Penelope checked her appearance in the foyer mirror, her long black hair hung straight against her tall slender frame. Her creamy white complexion made her mismatched eyes stand out. Although most believed her one blue eye and one green eye made her a freak, Penelope knew it a sign she inherited the strongest powers of Witchcraft. Her family prayed to birth girls carrying the blue eye/green eye trait.

“Good afternoon, Ma’am. Are you Penelope Manchester?” the man asked, tipping his hat like a Southern Gentleman.

“Yes, I am,” she said, admiring his good manners. Maybe he knew, after all?

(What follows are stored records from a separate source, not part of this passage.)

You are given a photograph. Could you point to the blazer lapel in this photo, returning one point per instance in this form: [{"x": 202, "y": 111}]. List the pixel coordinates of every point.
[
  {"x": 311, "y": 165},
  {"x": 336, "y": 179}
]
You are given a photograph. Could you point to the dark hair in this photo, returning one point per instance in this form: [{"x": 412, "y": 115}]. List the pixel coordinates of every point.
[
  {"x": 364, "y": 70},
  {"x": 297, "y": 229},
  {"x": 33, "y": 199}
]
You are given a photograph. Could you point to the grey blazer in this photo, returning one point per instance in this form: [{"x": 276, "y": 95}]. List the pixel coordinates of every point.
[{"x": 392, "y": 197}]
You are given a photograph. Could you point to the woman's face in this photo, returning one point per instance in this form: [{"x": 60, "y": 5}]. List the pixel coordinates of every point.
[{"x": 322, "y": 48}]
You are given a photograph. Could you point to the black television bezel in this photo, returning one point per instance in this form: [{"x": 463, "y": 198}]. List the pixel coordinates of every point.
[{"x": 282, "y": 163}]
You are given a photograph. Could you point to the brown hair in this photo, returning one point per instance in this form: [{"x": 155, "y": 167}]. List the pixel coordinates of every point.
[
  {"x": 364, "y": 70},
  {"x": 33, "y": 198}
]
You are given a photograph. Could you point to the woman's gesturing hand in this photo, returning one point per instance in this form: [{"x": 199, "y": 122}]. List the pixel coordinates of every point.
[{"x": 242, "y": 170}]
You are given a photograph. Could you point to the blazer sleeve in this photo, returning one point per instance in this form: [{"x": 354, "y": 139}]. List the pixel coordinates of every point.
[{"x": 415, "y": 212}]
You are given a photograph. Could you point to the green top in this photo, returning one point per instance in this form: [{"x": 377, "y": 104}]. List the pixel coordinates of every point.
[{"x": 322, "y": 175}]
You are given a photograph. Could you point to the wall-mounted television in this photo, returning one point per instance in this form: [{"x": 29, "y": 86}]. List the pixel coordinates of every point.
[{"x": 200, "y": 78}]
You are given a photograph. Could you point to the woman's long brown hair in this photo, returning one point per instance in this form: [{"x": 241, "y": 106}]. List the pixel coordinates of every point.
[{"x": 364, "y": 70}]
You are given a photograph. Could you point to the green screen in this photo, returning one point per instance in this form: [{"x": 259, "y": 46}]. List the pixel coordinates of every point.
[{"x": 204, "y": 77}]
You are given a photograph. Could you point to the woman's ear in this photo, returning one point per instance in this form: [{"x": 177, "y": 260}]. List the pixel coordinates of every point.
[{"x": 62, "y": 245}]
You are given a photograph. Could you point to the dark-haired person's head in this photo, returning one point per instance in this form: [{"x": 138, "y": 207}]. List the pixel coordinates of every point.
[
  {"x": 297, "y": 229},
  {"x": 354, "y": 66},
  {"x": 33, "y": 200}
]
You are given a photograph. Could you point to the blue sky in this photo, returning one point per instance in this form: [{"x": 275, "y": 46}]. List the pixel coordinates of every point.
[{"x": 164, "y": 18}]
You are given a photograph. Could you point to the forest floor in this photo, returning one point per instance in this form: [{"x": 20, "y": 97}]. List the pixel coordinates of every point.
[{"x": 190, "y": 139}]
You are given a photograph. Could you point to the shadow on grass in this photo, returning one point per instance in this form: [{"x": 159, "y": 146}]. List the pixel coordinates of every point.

“My name is James Toliver, identification 1975690. I’m an agent with the Internal Revenue Service,” he said.

“You're with the IRS?” Penelope asked.

“Yes, Ma’am. Our office made several attempt to contact you. I’ve telephoned and sent letters, but I haven’t heard a response. I’m glad to see you are alive and well, Ma’am. But I hope to schedule a time to meet with you to discuss various tax matters,” he said.

“Sure, now is as good of a time as any. Please, won’t you come in?” Penelope asked, only because he acted so nice to her.

“Thank you, Ma’am. You have a lovely home,” James said, entering the enormous mansion and marveling at its exorbitant furnishings and décor.

“Thank you, would you like a cup of tea?” Penelope asked.

“I’d love some, if it’s no trouble, of course,” he said.
“Excuse me while I put the kettle on,” Penelope said, disappearing into the kitchen.

“How did you find out about me?” Penelope asked, returning to the agent in the living room.

“When I audited a friend of yours, he tried to deduct your spell casting services from his income. He showed me a receipt for $5,000. Did Kyle Smith pay you to curse someone? He said it was a necessary expense for his business. Never in my 30 years with the service have I witnessed such a ridiculous deduction,” the agent said.

“Oh, yes, I remember Kyle. Did he tell you if it worked?” Penelope asked. Her blood boiled with anger.

“I didn’t ask, that’s not my job. I have a copy of your tax returns for the last several years, and I’d like to ask you a few questions,” the agent said, his tone turned harsher.

“My CPA, Terri, prepares my taxes. All of my income derives from my great-grandmother’s Dynasty trust,” Penelope said.

“Yes, I can see, your taxable income exceeds over five-million dollars each year. But I’m afraid you’re not reporting all of your income,” James said.

“I don’t understand, I pay over a million dollars in taxes every year. How much more do you want?” Penelope asked. She felt furious to pay the government so much money, especially after the way the authorities treated her ancestors.

“Do you earn money from your potions and spell casting services?” James asked.
“I suppose, but it’s nothing compared to the income I receive from my trust fund,” Penelope said.

“I’m afraid you must pay taxes on your income derived from all sources. However, your accountant can deduct your costs related to your, uh, business,” James said.

“I have to pay taxes on the money I make from Witchcraft?” Penelope asked, trying to control her anger.

“I’m afraid so,” James said. He turned his head towards the kitchen as the tea kettle whistled.

“Excuse me while I see to your tea,” Penelope said.

She hurried to the kitchen and removed the boiling water from the stove. She poured the steaming water in the tea pot, feeling furious at the nerve of this man. Taxing my Witchcraft income? Seriously?

Penelope took the back stairs straight to the attic, carrying her teapot with her. She retrieved her dark magic spell book from the bookshelf and blew off the dust. Her family only practiced good magic, but they made exceptions for demons and bad people. She felt this man fell under the latter.

She found a potion she’d never used before and lacked confidence in its success. She scrounged the required ingredients together and placed them in the steaming pot of tea. Penelope lit a candle and raised her arms above her head as she read the words to cast the spell.

As she closed the pages of her ancestral spell book, she added a sprinkle of arsenic to the Tax Man’s tea, just to be sure.